Pourquoi repérer le Parkinson avant les symptômes moteurs ?
À mesure que la maladie de Parkinson progresse, la mort des neurones producteurs de dopamine entraîne une diminution des fonctions motrices, de la pensée et de la mémoire. Ces dernières années, plusieurs études ont suggéré que la baisse de la résistance des cellules et des défauts de maintenance de l’ADN pourraient contribuer à ces lésions.
Or, lorsque les troubles classiques du contrôle moteur et les tremblements caractéristiques du Parkinson commencent à apparaître, une part importante des dommages cérébraux a déjà eu lieu.
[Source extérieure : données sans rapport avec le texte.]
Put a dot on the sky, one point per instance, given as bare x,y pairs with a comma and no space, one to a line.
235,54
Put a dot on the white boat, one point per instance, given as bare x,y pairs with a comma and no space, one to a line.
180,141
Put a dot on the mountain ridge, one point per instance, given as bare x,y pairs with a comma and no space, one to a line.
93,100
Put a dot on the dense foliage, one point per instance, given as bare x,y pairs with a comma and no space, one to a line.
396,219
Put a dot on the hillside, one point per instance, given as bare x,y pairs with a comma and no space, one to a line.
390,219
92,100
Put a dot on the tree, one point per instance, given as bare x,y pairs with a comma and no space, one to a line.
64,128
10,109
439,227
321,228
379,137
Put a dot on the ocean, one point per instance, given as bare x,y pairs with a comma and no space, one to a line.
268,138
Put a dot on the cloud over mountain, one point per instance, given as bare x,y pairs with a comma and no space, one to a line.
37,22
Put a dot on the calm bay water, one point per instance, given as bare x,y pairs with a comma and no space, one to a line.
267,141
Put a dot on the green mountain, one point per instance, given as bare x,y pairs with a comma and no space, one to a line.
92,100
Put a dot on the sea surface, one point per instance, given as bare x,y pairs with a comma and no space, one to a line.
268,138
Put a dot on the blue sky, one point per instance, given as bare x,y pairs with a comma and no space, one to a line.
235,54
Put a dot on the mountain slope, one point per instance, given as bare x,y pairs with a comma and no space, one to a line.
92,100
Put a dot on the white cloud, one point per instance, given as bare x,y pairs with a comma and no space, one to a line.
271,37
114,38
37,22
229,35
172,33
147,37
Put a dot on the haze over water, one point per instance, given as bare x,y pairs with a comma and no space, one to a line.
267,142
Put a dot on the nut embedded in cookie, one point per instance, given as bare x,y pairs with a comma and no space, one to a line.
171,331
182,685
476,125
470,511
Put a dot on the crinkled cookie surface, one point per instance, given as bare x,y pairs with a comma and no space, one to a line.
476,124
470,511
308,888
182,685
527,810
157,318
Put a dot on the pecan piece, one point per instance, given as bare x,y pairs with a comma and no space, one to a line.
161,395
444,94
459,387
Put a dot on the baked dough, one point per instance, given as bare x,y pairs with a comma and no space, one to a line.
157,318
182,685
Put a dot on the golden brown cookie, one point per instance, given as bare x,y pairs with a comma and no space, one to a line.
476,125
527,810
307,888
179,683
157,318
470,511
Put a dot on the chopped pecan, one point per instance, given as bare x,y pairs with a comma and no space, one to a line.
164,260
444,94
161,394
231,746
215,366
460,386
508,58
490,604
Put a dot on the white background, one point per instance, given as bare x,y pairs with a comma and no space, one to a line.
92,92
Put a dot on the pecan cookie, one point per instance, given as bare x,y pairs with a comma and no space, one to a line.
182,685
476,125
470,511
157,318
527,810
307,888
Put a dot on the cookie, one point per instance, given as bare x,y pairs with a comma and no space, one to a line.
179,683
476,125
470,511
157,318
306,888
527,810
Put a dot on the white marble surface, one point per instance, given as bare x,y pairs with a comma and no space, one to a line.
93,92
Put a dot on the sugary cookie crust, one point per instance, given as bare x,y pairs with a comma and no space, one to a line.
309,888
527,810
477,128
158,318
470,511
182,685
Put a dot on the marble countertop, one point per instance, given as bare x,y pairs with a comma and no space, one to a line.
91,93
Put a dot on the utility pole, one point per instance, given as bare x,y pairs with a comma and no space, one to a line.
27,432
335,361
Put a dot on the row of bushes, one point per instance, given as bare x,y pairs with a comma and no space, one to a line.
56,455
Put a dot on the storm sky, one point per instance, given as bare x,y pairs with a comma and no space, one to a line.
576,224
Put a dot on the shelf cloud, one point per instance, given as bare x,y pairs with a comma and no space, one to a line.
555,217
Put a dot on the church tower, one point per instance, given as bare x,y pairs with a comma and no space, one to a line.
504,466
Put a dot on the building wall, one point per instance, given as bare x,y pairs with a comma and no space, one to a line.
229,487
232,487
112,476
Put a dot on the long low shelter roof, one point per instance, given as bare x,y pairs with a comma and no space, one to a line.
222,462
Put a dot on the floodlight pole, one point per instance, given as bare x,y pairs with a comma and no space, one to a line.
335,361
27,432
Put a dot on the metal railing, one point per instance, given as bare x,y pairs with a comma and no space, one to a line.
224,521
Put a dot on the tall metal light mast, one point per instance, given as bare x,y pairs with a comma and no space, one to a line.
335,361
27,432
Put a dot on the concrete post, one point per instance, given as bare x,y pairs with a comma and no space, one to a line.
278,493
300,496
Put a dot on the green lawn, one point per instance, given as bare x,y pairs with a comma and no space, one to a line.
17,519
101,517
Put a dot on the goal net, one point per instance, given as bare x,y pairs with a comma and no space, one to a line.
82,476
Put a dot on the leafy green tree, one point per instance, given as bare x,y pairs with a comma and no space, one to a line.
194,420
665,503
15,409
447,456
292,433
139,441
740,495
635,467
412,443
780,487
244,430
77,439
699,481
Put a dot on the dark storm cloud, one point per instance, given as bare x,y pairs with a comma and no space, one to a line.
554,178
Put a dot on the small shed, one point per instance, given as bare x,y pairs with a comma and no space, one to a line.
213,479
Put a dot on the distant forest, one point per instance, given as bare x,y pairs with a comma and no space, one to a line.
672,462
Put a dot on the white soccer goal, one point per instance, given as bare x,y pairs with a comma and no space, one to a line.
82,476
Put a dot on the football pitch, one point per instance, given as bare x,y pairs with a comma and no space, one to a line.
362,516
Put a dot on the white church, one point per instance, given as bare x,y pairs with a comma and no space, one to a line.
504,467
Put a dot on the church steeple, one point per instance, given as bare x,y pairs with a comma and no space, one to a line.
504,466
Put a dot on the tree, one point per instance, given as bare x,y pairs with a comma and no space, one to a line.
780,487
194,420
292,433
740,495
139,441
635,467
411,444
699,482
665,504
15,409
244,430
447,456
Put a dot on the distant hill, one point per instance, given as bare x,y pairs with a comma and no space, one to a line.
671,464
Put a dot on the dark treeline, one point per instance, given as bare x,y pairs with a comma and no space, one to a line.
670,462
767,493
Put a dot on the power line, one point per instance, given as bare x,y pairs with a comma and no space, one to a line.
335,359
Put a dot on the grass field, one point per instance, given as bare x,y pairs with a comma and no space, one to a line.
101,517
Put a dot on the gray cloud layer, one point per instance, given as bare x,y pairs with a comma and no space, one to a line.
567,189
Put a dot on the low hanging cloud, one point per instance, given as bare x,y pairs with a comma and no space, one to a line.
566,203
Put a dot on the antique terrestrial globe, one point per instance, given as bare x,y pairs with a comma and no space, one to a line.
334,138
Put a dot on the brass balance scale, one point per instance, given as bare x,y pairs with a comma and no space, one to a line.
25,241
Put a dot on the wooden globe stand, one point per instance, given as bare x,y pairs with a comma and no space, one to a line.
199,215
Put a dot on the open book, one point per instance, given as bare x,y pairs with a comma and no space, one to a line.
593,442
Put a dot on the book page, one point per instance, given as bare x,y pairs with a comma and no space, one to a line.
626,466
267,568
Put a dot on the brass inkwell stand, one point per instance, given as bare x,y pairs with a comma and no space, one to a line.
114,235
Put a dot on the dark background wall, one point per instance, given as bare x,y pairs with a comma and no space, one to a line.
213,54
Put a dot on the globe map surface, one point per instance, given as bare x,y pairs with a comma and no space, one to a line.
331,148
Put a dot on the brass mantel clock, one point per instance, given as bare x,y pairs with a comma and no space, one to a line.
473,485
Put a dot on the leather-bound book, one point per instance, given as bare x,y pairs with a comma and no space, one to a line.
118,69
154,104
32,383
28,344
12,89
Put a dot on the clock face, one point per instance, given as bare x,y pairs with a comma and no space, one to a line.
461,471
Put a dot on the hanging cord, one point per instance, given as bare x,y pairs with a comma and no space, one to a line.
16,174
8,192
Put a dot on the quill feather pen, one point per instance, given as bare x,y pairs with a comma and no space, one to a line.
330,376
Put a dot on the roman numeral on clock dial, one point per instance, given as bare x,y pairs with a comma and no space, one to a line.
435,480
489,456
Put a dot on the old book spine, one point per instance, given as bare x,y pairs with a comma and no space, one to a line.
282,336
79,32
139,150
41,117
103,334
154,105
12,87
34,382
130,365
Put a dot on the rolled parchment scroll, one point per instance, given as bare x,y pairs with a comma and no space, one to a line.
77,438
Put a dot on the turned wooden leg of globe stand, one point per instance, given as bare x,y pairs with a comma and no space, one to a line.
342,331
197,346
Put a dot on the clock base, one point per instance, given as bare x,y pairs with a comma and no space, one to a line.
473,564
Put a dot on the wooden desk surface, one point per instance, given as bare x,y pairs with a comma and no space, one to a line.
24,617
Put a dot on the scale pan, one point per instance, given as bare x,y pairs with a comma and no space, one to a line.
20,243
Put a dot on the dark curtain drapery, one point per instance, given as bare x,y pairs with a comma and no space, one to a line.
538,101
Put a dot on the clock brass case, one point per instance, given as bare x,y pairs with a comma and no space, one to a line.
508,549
Des tests précoces pourraient permettre de mettre en place plus tôt des traitements et un accompagnement.
« Au moment où les symptômes moteurs de la maladie de Parkinson se manifestent, 50-80 pour cent des cellules cérébrales concernées sont souvent déjà endommagées ou ont disparu », indique Danish Anwer, biologiste des systèmes à l’Université de technologie de Chalmers.
« Cette étude constitue une étape importante pour faciliter l’identification précoce de la maladie et contrer sa progression avant d’en arriver à ce stade. »
Suivi sur trois ans et comparaison de trois groupes
Pendant trois ans, l’équipe a suivi l’expression génique dans des échantillons sanguins provenant de trois groupes :
- 188 participants témoins en bonne santé ;
- 393 personnes atteintes d’un Parkinson pleinement déclaré ;
- 58 personnes présentant un Parkinson prodromique - la phase où la maladie commence tout juste dans le cerveau.
En comparant les échantillons de ces trois populations, l’étude montre que des variations de gènes associés à la réparation de l’ADN et aux réponses au stress cellulaire - ainsi que leurs effets sur les cellules sanguines - permettent de distinguer les personnes en bonne santé de celles au stade prodromique avec une précision élevée, atteignant 91 pour cent dans certains cas.
Un « état d’urgence » cellulaire au début, puis plus tard absent
Point marquant : les marqueurs de stress cellulaire n’ont pas été détectés dans le sang des personnes ayant un Parkinson pleinement développé. Comme si les débuts de la maladie déclenchaient un état d’alerte dans les cellules, avant que la maladie ne finisse par le dépasser.
« Cela signifie que nous avons trouvé une fenêtre d’opportunité importante au cours de laquelle la maladie peut être détectée avant que les symptômes moteurs, causés par des lésions nerveuses dans le cerveau, n’apparaissent », précise Polster.
« Le fait que ces schémas ne se manifestent qu’à un stade précoce et ne soient plus activés lorsque la maladie a davantage progressé rend également pertinent de se concentrer sur ces mécanismes pour trouver de futurs traitements. »
Vers un test sanguin d’ici cinq ans ?
Les chercheurs estiment qu’il pourrait falloir environ cinq ans pour déployer un test sanguin de ce type. Mais, comparé aux scanners cérébraux et aux autres techniques de dépistage de la maladie de Parkinson, un prélèvement sanguin reste simple, rapide et peu contraignant - et ce n’est pas le seul test sanguin actuellement en développement.
Aujourd’hui, plus de 10 millions de personnes dans le monde vivent avec la maladie de Parkinson, et il n’existe pas encore de guérison. La meilleure chance de changer la donne pourrait résider dans la détection de la maladie bien avant qu’elle ne s’installe.
Les résultats de cette recherche ont été publiés dans npj Maladie de Parkinson.